Des conditions dignes d’un «Survivor»  

En plus des défis culinaires, les participants étaient confrontés à des conditions dignes d’un «Survivor». En effet, à peine arrivés en hydravion près du lieu de campement, les candidats étaient déjà mis à l’épreuve. Ces derniers devaient plonger dans l’eau froide pour ensuite marcher un certain temps en forêt pour finalement découvrir leur milieu de vie rudimentaire. Dans leur tente, les participants n’avaient pas de lit ni de sac de couchage. Ils avaient seulement droit à une couverture.  

«On a dû s’organiser en se faisant des lits avec du sapin, il fallait être autonome. Chaque jour, il fallait alimenter notre feu, donc le matin on se levait, on buchait notre bois, on partait le feu central et après on faisait chacun notre feu. On préparait le déjeuner pour tout le monde, on mangeait que du gruau. C’était des journées quand même bien remplies, longues et fatigantes, car quand tu manges seulement du gruau, un moment donné, tu deviens faible. On avait le droit de manger les repas que nous avions préparés pour les défis. Souvent on ramassait tout et on faisait un melting pot.
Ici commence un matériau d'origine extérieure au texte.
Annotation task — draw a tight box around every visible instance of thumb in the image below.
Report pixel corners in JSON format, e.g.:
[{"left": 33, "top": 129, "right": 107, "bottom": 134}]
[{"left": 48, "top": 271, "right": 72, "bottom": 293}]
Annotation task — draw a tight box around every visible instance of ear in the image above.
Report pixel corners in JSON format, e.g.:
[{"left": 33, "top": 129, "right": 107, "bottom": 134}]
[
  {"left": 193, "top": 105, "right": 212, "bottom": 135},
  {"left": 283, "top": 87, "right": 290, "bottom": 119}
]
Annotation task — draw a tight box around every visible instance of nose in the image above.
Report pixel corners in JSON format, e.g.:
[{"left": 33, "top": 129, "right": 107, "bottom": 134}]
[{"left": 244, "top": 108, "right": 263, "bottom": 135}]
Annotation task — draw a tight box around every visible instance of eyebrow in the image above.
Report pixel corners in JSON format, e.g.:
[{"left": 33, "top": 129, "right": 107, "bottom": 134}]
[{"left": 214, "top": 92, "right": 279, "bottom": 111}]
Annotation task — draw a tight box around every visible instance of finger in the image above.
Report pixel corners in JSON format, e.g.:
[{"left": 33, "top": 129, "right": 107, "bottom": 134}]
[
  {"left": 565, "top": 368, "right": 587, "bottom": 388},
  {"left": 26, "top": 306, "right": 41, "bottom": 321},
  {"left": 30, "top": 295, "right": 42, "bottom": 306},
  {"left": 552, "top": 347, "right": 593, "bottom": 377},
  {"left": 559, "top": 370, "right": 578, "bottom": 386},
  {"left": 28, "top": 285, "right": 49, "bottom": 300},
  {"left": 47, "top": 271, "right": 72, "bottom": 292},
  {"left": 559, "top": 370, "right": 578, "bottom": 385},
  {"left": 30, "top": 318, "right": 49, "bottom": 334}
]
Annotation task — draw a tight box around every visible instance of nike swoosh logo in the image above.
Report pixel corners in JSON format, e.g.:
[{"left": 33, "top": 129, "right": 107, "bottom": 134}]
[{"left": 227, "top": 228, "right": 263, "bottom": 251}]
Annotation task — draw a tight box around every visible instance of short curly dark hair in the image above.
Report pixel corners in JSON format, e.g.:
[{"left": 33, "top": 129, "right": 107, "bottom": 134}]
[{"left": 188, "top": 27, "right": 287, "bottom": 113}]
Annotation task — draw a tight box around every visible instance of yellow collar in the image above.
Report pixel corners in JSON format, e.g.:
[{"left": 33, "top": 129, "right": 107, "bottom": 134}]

Souvent on faisait un gros ragoût, parce que, lorsqu'on a commencé les tournages, il a commencé à faire froid, alors on avait besoin d’un peu de réconfort, a raconté la chef. Me baigner dans l’eau froide en plein mois d’octobre et ne pas me laver pendant deux semaines j’ai trouvé ça intense. Ce sont des expériences où tu te demandes comment tu arrives à faire ça, mais finalement tu le fais», a-t-elle ajouté. 

Chefs de bois 2

©Photo Karine Dufour

Les tournages de la deuxième saison de «Chefs de bois» devraient débuter vers la fin septembre.

La création d’une fratrie 

Coupés de tout et complètement isolés dans la nature, les candidats de «Chefs de bois» ont rapidement créé des liens entre eux. 
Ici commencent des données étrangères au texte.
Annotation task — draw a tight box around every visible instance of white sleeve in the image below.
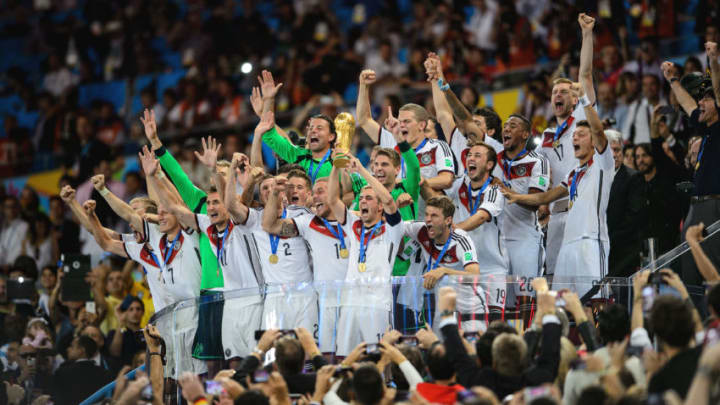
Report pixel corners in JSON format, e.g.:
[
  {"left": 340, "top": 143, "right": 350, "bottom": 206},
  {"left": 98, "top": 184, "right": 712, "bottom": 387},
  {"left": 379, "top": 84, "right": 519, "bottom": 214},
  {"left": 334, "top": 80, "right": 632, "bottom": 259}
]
[
  {"left": 378, "top": 125, "right": 397, "bottom": 148},
  {"left": 479, "top": 186, "right": 505, "bottom": 218},
  {"left": 528, "top": 156, "right": 550, "bottom": 191},
  {"left": 292, "top": 214, "right": 315, "bottom": 238},
  {"left": 403, "top": 221, "right": 425, "bottom": 240},
  {"left": 435, "top": 141, "right": 456, "bottom": 174},
  {"left": 457, "top": 232, "right": 478, "bottom": 266},
  {"left": 593, "top": 141, "right": 615, "bottom": 171}
]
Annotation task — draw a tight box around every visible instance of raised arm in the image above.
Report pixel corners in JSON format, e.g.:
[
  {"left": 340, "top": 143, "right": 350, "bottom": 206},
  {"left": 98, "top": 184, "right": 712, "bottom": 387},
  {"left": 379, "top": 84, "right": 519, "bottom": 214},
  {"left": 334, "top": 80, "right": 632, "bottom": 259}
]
[
  {"left": 224, "top": 153, "right": 252, "bottom": 224},
  {"left": 262, "top": 177, "right": 298, "bottom": 237},
  {"left": 705, "top": 42, "right": 720, "bottom": 105},
  {"left": 327, "top": 163, "right": 346, "bottom": 221},
  {"left": 425, "top": 52, "right": 455, "bottom": 139},
  {"left": 660, "top": 62, "right": 697, "bottom": 115},
  {"left": 579, "top": 97, "right": 607, "bottom": 151},
  {"left": 348, "top": 154, "right": 397, "bottom": 214},
  {"left": 355, "top": 69, "right": 380, "bottom": 143},
  {"left": 83, "top": 200, "right": 129, "bottom": 257},
  {"left": 90, "top": 174, "right": 142, "bottom": 230},
  {"left": 578, "top": 13, "right": 595, "bottom": 105},
  {"left": 140, "top": 109, "right": 205, "bottom": 208},
  {"left": 500, "top": 186, "right": 569, "bottom": 207}
]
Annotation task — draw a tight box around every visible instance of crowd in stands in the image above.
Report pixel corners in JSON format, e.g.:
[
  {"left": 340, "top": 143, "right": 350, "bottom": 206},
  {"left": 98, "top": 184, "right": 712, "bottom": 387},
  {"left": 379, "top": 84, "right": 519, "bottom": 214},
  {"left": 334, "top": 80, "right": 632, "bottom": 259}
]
[{"left": 0, "top": 0, "right": 720, "bottom": 405}]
«De prime à bord les cuisiniers et les chefs ce sont des gens de brigade. C’est un monde où les gens se tiennent, se supportent, s’entraident et se respectent beaucoup. Malgré la compétition, il y avait de l’entraide, certains ont eu la générosité de transmettre leurs connaissances à d'autres chefs. C’est ça aussi la beauté de «chef de bois». C’est ce qui en sorte que c’est une télé-réalité différente des autres, a raconté Mme Gamelin. Ça n’empêche pas qu’il y a des alliances qui se sont formées et des stratégies qui se sont mises en place, mais autour du feu, il y avait aussi de l’amitié et de la reconnaissance», a-t-elle ajouté.  

Cette harmonie de groupe a cependant corsé le processus des éliminations. Le chef Martin Picard avait la tâche de mettre les candidats en danger, mais ce sont les chefs qui avaient la lourde responsabilité de décider de qui devait quitter l’aventure. 

«On était vraiment une belle gang. Quand on s’est laissé à la fin, c’était vraiment triste. On a quasiment pleuré, car on a tellement vécu quelque chose d’intense ensemble et ç’a tellement passé vite. On a créé une belle fraternité», a confié la Chef Fanny Lehouiller. 

Une feuille de route bien remplit 

Dès l’âge de 14 ans, Fanny Lehouiller a fait ses débuts dans la restauration dans un petit restaurant à Rouyn-Noranda. Au fils des ans, elle a acquis de l’expérience dans divers établissements de restauration de la région. À l’âge de 18 ans, elle s’est inscrite à un cours de cuisine à La Sarre pour ensuite aller travailler sur des rotations à Raglan. La chef a par la suite déménagé à Québec, où elle a travaillé à l’Auberge Saint-Antoine au restaurant Panache, maintenant renommé Chez Muffy. Elle a également ouvert trois restaurants en tant que sous-chef. Elle ajoute également à sa feuille de route le poste de chef de campement au Nunavik et au Nunavut. 

En plus d’avoir participé aux émissions «Les Chefs!» et «Chefs de bois», Mme Lehouiller a sa propre entreprise de Chef à domicile. 

«Ç’a vraiment été de belles expériences. Mon plus grand rêve c’est d’ouvrir mon propre restaurant. C’est la prochaine étape dans ma vie, je suis rendue là, a fait valoir la chef originaire de Rouyn-Noranda. J’aimerais ouvrir un petit bistro chaleureux et sans prétention, comme si les gens venaient manger chez moi, à la maison. Un endroit qui me ressemble où l'on mange bien et où la gens ont du plaisir», a-t-elle conclu.